You are viewing a plain text version of this content. The canonical link for it is here.
Posted to user@spark.apache.org by Sujit Pal <su...@gmail.com> on 2015/08/02 19:17:09 UTC

Re: How to increase parallelism of a Spark cluster?

No one has any ideas?

Is there some more information I should provide?

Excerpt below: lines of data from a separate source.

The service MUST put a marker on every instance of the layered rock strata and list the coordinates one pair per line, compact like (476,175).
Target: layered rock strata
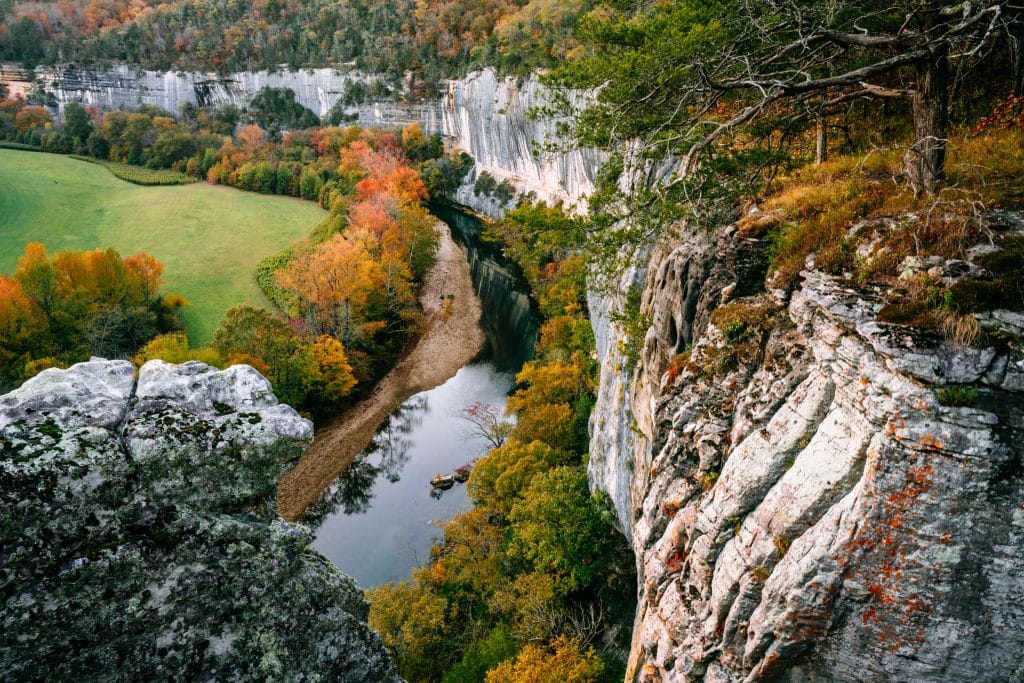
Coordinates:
(814,495)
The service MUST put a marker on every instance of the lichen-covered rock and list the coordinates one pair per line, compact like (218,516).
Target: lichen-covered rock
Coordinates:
(138,539)
(816,495)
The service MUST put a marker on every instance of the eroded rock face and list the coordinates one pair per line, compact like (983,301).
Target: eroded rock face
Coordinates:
(802,504)
(138,538)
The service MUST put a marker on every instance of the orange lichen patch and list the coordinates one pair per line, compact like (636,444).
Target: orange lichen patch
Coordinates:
(649,674)
(898,582)
(670,508)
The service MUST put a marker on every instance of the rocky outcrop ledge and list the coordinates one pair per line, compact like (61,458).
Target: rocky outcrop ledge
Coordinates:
(139,540)
(813,494)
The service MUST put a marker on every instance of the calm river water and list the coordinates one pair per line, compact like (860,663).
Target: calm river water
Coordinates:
(380,518)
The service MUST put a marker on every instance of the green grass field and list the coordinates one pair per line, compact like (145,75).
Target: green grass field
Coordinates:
(209,238)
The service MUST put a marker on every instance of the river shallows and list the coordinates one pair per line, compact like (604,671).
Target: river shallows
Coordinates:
(379,518)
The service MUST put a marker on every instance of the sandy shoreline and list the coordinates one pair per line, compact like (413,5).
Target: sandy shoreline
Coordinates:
(449,343)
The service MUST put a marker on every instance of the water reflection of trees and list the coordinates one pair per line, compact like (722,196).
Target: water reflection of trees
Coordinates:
(386,456)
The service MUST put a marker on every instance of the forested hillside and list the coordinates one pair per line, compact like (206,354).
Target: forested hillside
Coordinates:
(429,37)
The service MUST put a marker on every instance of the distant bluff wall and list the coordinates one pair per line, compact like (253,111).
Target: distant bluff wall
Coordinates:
(124,86)
(485,115)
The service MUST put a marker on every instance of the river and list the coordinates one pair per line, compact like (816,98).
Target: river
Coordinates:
(379,519)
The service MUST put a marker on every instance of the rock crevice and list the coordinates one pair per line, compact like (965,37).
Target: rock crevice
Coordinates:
(138,535)
(802,504)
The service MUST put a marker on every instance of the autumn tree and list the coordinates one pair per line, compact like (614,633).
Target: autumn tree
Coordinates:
(77,304)
(693,84)
(564,660)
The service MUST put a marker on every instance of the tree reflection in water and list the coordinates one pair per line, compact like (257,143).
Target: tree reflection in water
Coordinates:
(386,456)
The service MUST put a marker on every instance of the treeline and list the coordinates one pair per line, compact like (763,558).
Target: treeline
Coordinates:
(431,38)
(534,583)
(347,295)
(66,308)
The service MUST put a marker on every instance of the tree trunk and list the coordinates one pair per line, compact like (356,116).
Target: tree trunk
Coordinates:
(931,119)
(821,150)
(1016,39)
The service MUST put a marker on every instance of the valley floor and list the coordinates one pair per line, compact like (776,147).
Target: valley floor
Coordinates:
(452,338)
(209,238)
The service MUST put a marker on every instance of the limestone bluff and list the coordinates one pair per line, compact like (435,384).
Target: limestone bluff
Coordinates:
(138,536)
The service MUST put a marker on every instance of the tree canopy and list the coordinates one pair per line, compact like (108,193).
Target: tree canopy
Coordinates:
(705,95)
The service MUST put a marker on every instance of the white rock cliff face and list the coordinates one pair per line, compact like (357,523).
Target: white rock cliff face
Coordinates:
(124,86)
(491,118)
(805,507)
(486,116)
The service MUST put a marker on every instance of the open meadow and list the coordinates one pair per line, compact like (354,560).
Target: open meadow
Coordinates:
(209,238)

I am looking for ways to increase the parallelism among workers. Currently
I just see number of simultaneous connections to Solr equal to the number
of workers. My number of partitions is (2.5x) larger than number of
workers, and the workers seem to be large enough to handle more than one
task at a time.

I am creating a single client per partition in my mapPartition call. Not
sure if that is creating the gating situation? Perhaps I should use a Pool
of clients instead?

Would really appreciate some pointers.

Thanks in advance for any help you can provide.

-sujit


On Fri, Jul 31, 2015 at 1:03 PM, Sujit Pal <su...@gmail.com> wrote:

> Hello,
>
> I am trying to run a Spark job that hits an external webservice to get
> back some information. The cluster is 1 master + 4 workers, each worker has
> 60GB RAM and 4 CPUs. The external webservice is a standalone Solr server,
> and is accessed using code similar to that shown below.
>
> def getResults(keyValues: Iterator[(String, Array[String])]):
>>         Iterator[(String, String)] = {
>>     val solr = new HttpSolrClient()
>>     initializeSolrParameters(solr)
>>     keyValues.map(keyValue => (keyValue._1, process(solr, keyValue)))
>> }
>> myRDD.repartition(10)
>
>              .mapPartitions(keyValues => getResults(keyValues))
>>
>
> The mapPartitions does some initialization to the SolrJ client per
> partition and then hits it for each record in the partition via the
> getResults() call.
>
> I repartitioned in the hope that this will result in 10 clients hitting
> Solr simultaneously (I would like to go upto maybe 30-40 simultaneous
> clients if I can). However, I counted the number of open connections using
> "netstat -anp | grep ":8983.*ESTABLISHED" in a loop on the Solr box and
> observed that Solr has a constant 4 clients (ie, equal to the number of
> workers) over the lifetime of the run.
>
> My observation leads me to believe that each worker processes a single
> stream of work sequentially. However, from what I understand about how
> Spark works, each worker should be able to process number of tasks
> parallelly, and that repartition() is a hint for it to do so.
>
> Is there some SparkConf environment variable I should set to increase
> parallelism in these workers, or should I just configure a cluster with
> multiple workers per machine? Or is there something I am doing wrong?
>
> Thank you in advance for any pointers you can provide.
>
> -sujit
>
>

Re: How to increase parallelism of a Spark cluster?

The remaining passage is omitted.